Artinya, setiap orang yang membentuk suku harus menyiapkan Lapa’ Koda sebagai dasar berdirinya suku. Batu koda tersebut harus diresmikan melalui ritual Poan Koda dan disimpan tepat di bawah pohon rita sehingga disebut Ite Koda. Ritual Poan koda dilangsungkan pada pagi hari hingga berakhir sekitar sore hari ketika matahari kembali ke peraduan bahkan terkadang sampai malam hari. 

Yang hadir dalam ritual tersebut yaitu semua anggota suku bersangkutan dan biasanya kepala suku mengundang beberapa orang dari suku/klan lain sebagai saksi. Mereka yang diundang adalah orang khusus yang memiliki kemampuan untuk bersyair dalam proses ritual. Bukan hanya itu, melainkan juga karena ada hubungan sejarah perjalanan. Misalnya suku odel wala mengadakan peresmian koda, maka beberapa anggota dari suku orolaleng dan Leu Ape diundang untuk turut berpartisisipasi karena sejarah perjalanan ketiga suku tersebut selalu berdampingan. 

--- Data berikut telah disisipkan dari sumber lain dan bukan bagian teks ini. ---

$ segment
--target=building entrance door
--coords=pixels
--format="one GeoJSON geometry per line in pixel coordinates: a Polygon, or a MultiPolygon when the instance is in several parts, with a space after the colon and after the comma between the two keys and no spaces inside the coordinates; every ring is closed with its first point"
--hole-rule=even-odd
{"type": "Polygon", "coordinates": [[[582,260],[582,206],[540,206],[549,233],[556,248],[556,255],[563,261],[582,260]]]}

Ritual ini dipimpin oleh seorang Molan (dukun adat) besar yang telah bersumpah sebelum melaksanakan tugasnya. Sebelum ritual, molan bersama kepala suku dan rombongan molan dijemput dengan musik Kong bawa (gong gendang) dan tarian serta suguhan siri pinang oleh anggota suku bersangkutan. Mereka dijemput tepat pada pintu masuk kampung lama suku tersebut. Molan berjanji di hadapan Leluhur dan disaksikan oleh semua anggota suku serta alam semesta sebab ritual tersebut sangat sakral-jika ada ketidaktulusan dalam diri molan, pasti ada akibat destruktifnya termasuk yang paling parah yaitu meninggal dunia.




Koda Pitu Wade Leme

Singkatnya Koda Wade’ berarti batu yang menjadi dasar berdirinya suku sehingga sangat dilindungi dan diakui kesaktiannya. Jika batu tersebut dibalik, maka akan mendatangkan mala petaka bagi suku bersangkutan yaitu suku akan punah satu per satu. Dalam memulai ritual, molan menyebut nama Tuhan sebagai penguasa langit dan bumi dengan mulai bersyair, Amo Laha Wula Loyo-Ino Weli Tuan Tanah yang berarti Bapa pencipta bulan-matahari dan Ibu perkasa sebagai Tuan atas tanah atau bumi. Kemudian, nama Leluhur yang menjadi pencetus berdirinya suku dan semua anak cucunya yang telah meninggal atau Tuan wo’ baik yang mempunyai keturunan maupun yang sudah punah. 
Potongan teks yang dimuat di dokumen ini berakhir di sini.